China Collision Course

Asia Times Online reports on a crackdown on free speech by the Chinese Communist Party. The Internet has made it increasingly difficult for the regime to suppress political dissent. They have responded with detentions of activists and writers, many of whom think that something's got to give. The possibility of "harsher measures" by the government can't be ruled out. How very depressing... (via The Adventures of Chester) (ellipses mine - Ed.)

As intellectuals, activists and netizens continue to defy Chinese Communist Party efforts to maintain its monopoly on the truth, freedom of expression is coming under fierce pressure not seen in recent years...

...The sudden pressure comes at a time when party chief and President Hu Jintao has consolidated his political power.
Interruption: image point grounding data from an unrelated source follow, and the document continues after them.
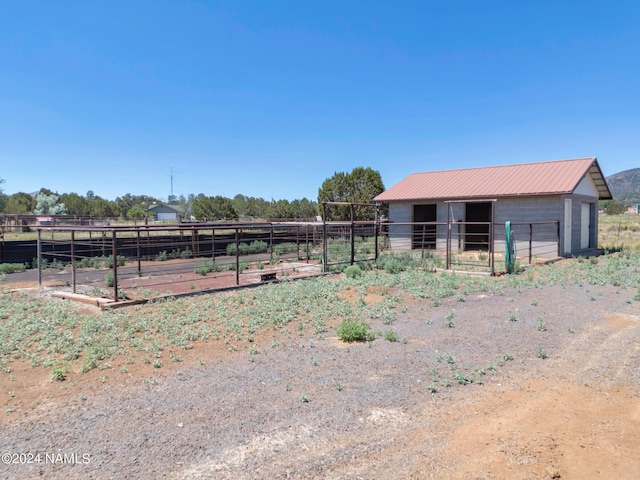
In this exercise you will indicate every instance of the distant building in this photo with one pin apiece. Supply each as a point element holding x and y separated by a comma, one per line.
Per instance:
<point>167,213</point>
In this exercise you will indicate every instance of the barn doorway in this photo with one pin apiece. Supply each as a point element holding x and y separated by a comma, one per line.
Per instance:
<point>477,225</point>
<point>424,236</point>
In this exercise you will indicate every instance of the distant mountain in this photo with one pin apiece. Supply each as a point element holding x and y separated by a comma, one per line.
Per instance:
<point>625,186</point>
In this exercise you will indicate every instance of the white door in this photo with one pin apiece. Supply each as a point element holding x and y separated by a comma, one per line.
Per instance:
<point>585,225</point>
<point>567,225</point>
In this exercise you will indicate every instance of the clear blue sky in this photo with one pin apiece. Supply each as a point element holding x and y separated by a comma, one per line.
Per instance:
<point>269,98</point>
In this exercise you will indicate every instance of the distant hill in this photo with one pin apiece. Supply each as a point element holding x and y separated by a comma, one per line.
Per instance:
<point>625,186</point>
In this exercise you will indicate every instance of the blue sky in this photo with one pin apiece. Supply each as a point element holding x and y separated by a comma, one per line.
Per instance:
<point>269,98</point>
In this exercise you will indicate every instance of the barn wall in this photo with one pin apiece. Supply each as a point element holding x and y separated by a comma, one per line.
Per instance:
<point>530,209</point>
<point>400,235</point>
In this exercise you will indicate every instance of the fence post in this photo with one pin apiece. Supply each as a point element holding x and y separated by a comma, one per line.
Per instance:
<point>39,262</point>
<point>73,261</point>
<point>530,242</point>
<point>353,243</point>
<point>138,251</point>
<point>114,253</point>
<point>237,258</point>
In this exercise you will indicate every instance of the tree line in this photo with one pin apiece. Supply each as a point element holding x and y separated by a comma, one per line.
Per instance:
<point>360,185</point>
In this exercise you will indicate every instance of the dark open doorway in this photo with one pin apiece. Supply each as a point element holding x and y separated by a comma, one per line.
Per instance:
<point>477,234</point>
<point>424,236</point>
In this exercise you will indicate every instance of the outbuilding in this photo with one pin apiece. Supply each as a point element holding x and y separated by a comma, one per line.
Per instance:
<point>429,206</point>
<point>167,213</point>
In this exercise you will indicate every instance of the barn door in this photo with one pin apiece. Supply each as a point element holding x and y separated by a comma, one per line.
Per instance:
<point>568,223</point>
<point>585,225</point>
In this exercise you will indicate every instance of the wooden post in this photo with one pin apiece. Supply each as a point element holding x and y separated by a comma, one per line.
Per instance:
<point>39,261</point>
<point>530,242</point>
<point>237,258</point>
<point>114,252</point>
<point>138,252</point>
<point>73,261</point>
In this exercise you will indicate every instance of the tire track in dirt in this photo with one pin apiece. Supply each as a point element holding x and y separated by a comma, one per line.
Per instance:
<point>577,416</point>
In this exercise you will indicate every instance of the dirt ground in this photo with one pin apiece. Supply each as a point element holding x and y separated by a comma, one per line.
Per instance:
<point>319,408</point>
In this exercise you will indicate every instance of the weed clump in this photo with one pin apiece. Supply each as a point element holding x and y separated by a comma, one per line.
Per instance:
<point>352,331</point>
<point>353,271</point>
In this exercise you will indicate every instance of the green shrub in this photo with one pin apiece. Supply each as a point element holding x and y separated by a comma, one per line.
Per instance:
<point>391,336</point>
<point>352,331</point>
<point>353,271</point>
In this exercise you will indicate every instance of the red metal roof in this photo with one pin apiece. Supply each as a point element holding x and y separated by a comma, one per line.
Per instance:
<point>541,178</point>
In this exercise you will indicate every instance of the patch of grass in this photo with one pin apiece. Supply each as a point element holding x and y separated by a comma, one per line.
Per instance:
<point>352,331</point>
<point>542,327</point>
<point>391,336</point>
<point>448,320</point>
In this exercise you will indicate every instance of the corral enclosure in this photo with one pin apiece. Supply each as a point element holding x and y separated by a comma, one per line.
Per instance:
<point>134,263</point>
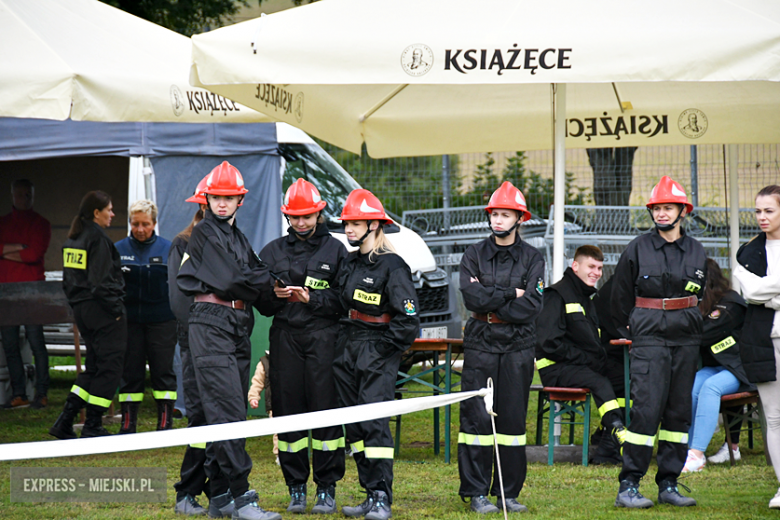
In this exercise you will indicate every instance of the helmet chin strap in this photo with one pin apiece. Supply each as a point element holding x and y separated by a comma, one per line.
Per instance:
<point>222,218</point>
<point>305,235</point>
<point>503,234</point>
<point>666,227</point>
<point>359,241</point>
It had been hoped by many that he would be a moderate reformer (and in some cases he had shown himself to be one). Similarly, it was hoped he would take a kinder, gentler line when it came to media and free expression...

..."It's the same old story for us journalists," said a senior reporter at the state-run China Youth Daily, speaking to Asia Times Online. "The atmosphere is deadly, and it's certainly very discouraging." He spoke, like everyone interviewed for this article, on condition of anonymity.

"This is the worst things have been in three years," said an intellectual in Beijing...

...Wang said suppression of free speech could boomerang on the party. "If these rational voices are suppressed, then an irrational voice could emerge," he said. "And this will not be good for the political transformation of China."

So far, intellectuals and activists show no signs of backing down, and no one can predict the outcome...

..."Before he came to power, we had a lot of hope for Hu," said Wang. "Since then, we've not been so optimistic. We feel quite depressed."

But despite harassment, arrests and disappointments, Chinese continue to speak out via their local media, the Internet, the international media and during trips abroad. As writer Yu Jie told a group at Harvard University in May, "The best way to deal with an irrational and dictatorial government is for more people to speak the truth."